Longtime Republican Sen. Thad Cochran of Mississippi, chairman of the Senate Appropriations Committee, told The Associated Press on Monday that he will resign April 1 because of health problems.
Cochran, who turned 80 in December, stayed home for a month last fall with urinary tract infections, returning to Washington in October to give Republicans the majority they needed to pass a budget plan.
“I regret my health has become an ongoing challenge,” Cochran said in a statement. “I intend to fulfill my responsibilities and commitments to the people of Mississippi and the Senate, through the completion of the 2018 appropriations cycle, after which I will formally retire from the U.S. Senate.”
He was first elected to the Senate in 1978 after serving six years in the House.
“It has been a great honor to serve the people of Mississippi and our country.
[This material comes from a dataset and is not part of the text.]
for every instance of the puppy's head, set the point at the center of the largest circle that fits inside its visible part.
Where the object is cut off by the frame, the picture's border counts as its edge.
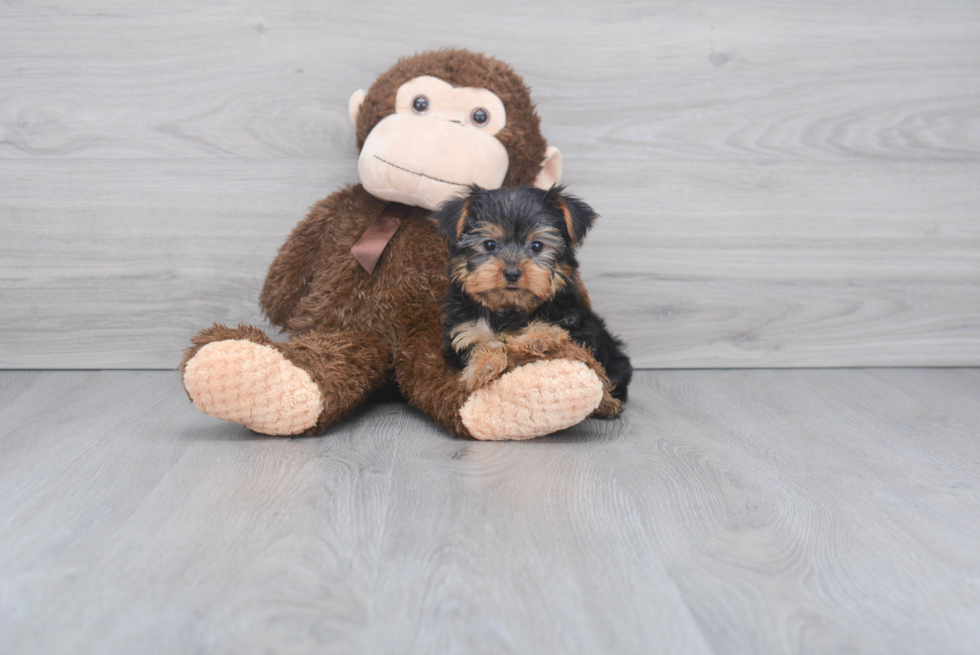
(513, 248)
I’ve done my best to make decisions in the best interests of our nation, and my beloved state,” Cochran said. “My top concern has always been my constituents in Mississippi. My hope is by making this announcement now, a smooth transition can be ensured so their voice will continue to be heard in Washington, D.C. My efforts, and those of my staff, to assist them will continue and transfer to my successor.”
Republican Gov. Phil Bryant will appoint a temporary replacement. Then a special election will be held to fill the rest of the term, through January 2021.
Cochran won a bitter Republican primary runoff in 2014 over state Sen. Chris McDaniel, who had support from tea party groups. That race grabbed national attention after a McDaniel supporter entered a nursing home without permission and photographed Cochran’s wife, Rose, who was bedridden with dementia. Images of her appeared briefly online. McDaniel said he had no connection to the incident. Rose Cochran died in December 2014.
McDaniel announced last week that he will run this year against Mississippi’s other Republican senator, Roger Wicker. But moments after making that announcement at a rally in his hometown of Ellisville, McDaniel said he could drop out of the Wicker race and run in the special election if Cochran resigns.